Les formateurs rappellent la liste de vérifications à faire quotidiennement :
1- Comportement : Il est très important de reconnaître un changement de comportement. Un âne en bonne santé doit être alerte et réactif avec les oreilles pointées. C’est son endurance et son stoïcisme qui peuvent mettre en danger sa vie, car il est difficile de détecter des signes de maladie.
Y a-t-il des changements, s’isole-t-il de ses amis ?
Un âne alerte a la tête haute avec les oreilles qui bougent tout le temps. S’il la porte plus basse que normal, avec moins de mobilité. Il faut s’inquiéter.

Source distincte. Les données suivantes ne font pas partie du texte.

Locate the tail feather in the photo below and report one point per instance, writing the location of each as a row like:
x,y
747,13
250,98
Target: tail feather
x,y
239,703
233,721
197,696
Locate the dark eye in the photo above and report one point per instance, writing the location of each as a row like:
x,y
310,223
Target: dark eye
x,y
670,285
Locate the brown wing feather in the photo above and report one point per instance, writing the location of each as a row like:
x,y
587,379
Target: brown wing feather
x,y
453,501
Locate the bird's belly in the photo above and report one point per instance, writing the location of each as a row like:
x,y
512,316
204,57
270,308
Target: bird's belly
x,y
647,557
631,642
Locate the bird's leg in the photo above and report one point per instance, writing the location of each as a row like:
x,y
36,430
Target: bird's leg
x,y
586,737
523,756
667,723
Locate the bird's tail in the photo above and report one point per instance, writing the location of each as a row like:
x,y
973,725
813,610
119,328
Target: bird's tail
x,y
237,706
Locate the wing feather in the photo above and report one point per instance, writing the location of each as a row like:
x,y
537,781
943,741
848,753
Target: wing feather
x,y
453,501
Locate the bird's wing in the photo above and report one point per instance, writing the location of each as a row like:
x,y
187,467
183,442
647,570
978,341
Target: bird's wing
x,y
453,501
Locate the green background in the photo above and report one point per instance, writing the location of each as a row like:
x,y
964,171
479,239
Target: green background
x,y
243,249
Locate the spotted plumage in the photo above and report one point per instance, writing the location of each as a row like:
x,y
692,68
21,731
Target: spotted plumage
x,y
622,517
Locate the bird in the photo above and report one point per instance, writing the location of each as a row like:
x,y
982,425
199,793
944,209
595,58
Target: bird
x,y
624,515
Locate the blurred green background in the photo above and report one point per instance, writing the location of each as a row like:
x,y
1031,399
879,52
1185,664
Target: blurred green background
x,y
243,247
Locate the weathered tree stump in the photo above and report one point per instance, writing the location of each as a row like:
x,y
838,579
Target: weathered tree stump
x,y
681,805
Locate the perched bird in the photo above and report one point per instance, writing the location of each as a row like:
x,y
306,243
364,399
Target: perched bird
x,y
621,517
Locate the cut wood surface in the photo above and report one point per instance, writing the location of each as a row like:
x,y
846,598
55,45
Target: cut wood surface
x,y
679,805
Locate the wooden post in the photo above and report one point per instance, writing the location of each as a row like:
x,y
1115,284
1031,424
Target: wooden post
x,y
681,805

2- Boiteries et mobilisation : Des ânes sains doivent pouvoir se lever, se coucher et marcher à l’aise sans boiter. Ce qui n’est pas normal pour un âne, c’est de rester allongé ou couché longtemps.
3- L’appétit et soif : Tout changement d’habitude doit alerter : une perte d’appétit, par exemple. Peut-il mâcher et boire facilement et avaler l’eau. Utilisez les seaux d’eau pour le contrôle de sa consommation. Une mauvaise haleine pourra être un signe de mauvaise santé. Bave-t-il ? A-t-il un écoulement nasal ?
4- Les crottins et l’urine : Des changements de textures peuvent vous indiquer qu’il y a un problème. Peut-être trop de pâturage. Les crottins normaux forment des boules bien rondes et se brisent facilement.
L’urine doit s’écouler aisément et sans forcer. Les ânesses en chaleur urinent plus souvent.
5- Les yeux et les narines : Yeux propres et lumineux, narines ouvertes et sans écoulement. En cas d’écoulement nasal jaunâtre/verdâtre ou crémeux, consultez un véto immédiatement.
6- La respiration au repos : Un changement est une source d’inquiétude MAIS rappelez-vous que le stress ou l’excitation peuvent augmenter la respiration. La température, la respiration et le pouls. sont différents entre les ânes et les chevaux.
7- Condition de la peau et la robe : Propre. Pas de signes de prurit. Pas de plaque sans poil, blessures ou plaies ou bosses ?
8- Évaluation du corps : Perd-il du poids en dépit d’un bon appétit et d’une absence de problèmes dentaires. Le meilleur moment pour vérifier l’état de son corps est le brossage. Ils adorent être brossés. Chercher les bosses et les plaques qui se cachent dans sa robe poilue et épaisse et qui peuvent être très douloureuses. En vieillissant, il trouvera le brossage plus difficile.
Ce qui est indispensable pour l’organisation d’une structure comme l’ADADA est utile à chacun d’entre nous, propriétaires d’ânes. C’est simple et efficace. Un dernier rappel en ce qui concerne l’obésité sur laquelle nos amis Anglais ont insisté, avec en particulier les conséquences sur les fourbures : au Donkey, ils utilisent beaucoup de paille d’orge à la place du foin. Ils préconisent pour le foin une quantité de 1,5 % du poids du corps en dose quotidienne.